今月も更新率が月2になりそうなので適当に書き綴ってみた。

続くかどうかは……知らない!


暇人以外はスルー推奨。
ファンタジー路線。ヒロインは口下手痩身最強系ポニテ美少女。
スキルとかレベルとかクラスとか大好きな人が読むと面白かったり面白くなかったりするかもしれない。
主人公のみ一人称
ただ漠然と生きる者達の話。
 

 特殊性無気力症候群。

 そう呼ばれる精神的な疾患があった。

 この世の全てに飽き、ただ漫然と生を教授する事に甘んじる者。

 統計によると、各国で合計して一年に5?10人の特殊性無気力症候群疾患者が現れるらしい。

 その者達は、だが俗NEETとは一線を画した存在にある。

 彼等は、人生の厳しさ――世間の荒波に負け、逃げたのではなく、





「俺らはぁ、この世界に絶望してんだよ。あまりにイージーすぎるんだ。何もする気もなくなるってもんだろ? あんたらみたいな連中には一生理解できないだろうけどな。ひゃーっはっはっは」



 彼等の内の一人が漏らした言葉だ。



 彼等は云わば生まれついての強者だった。
 人間という種族に生まれついたにも関わらず、その身にハイスキルと呼ばれる常軌を逸した力を宿す者達。
 その力故に彼等は、皆それぞれ時期は異なるものの、人生に飽きこの世を憂いただ漠然と生きているだけのモノになる。

 それだけなら何も問題はなかったが、一つの短所により、彼等は人類にとって負債と言うに足る存在となってしまった。

 有り余る力。その力を世のため、人のため、正義のために使ってくれればどれだけ人類が進歩するか。
 戦乱の世。
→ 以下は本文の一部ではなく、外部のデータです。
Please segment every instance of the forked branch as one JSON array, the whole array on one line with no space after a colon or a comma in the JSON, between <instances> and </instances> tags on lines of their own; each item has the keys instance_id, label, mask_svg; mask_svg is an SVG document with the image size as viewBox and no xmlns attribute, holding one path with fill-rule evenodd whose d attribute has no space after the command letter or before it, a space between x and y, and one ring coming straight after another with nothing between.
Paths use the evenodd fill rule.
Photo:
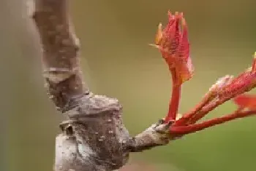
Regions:
<instances>
[{"instance_id":1,"label":"forked branch","mask_svg":"<svg viewBox=\"0 0 256 171\"><path fill-rule=\"evenodd\" d=\"M114 170L125 164L130 152L166 145L186 134L255 114L256 105L250 103L249 106L254 107L249 110L245 108L249 106L244 105L230 115L196 124L218 106L256 86L254 59L252 68L235 79L227 76L220 79L202 102L178 119L181 87L192 78L193 67L183 14L169 12L168 23L163 31L159 25L154 45L161 52L173 76L169 112L165 119L130 137L123 124L118 101L93 94L83 81L79 41L69 19L68 0L34 2L31 17L42 44L43 76L49 97L67 118L60 124L62 132L56 137L55 171Z\"/></svg>"}]
</instances>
魔王に率いられる魔族と呼ばれる異種族と人族が各地で争い、覇権を争う時代。
 種族の基本的なスペック差により、劣勢を余儀なくされている今その力を余すことなく使えたら――世界を人族が統治できるかもしれない。

 問題は、その考えが所詮幻想、妄想の類でしかない事だ。
 彼等は決して他者の諫言に惑わされることはない。善も悪もなく、ただ自分の欲求――何もしたくないという欲求にのみ正直だ。
 何が彼等をそう変えるのか、原因は分からない。もしかしたら元々人間が力を持つとそうなるものなのかもしれない。ともかく、人族はその負債を何とかする必要がある。ただのニートよりもよほど厄介な存在だ。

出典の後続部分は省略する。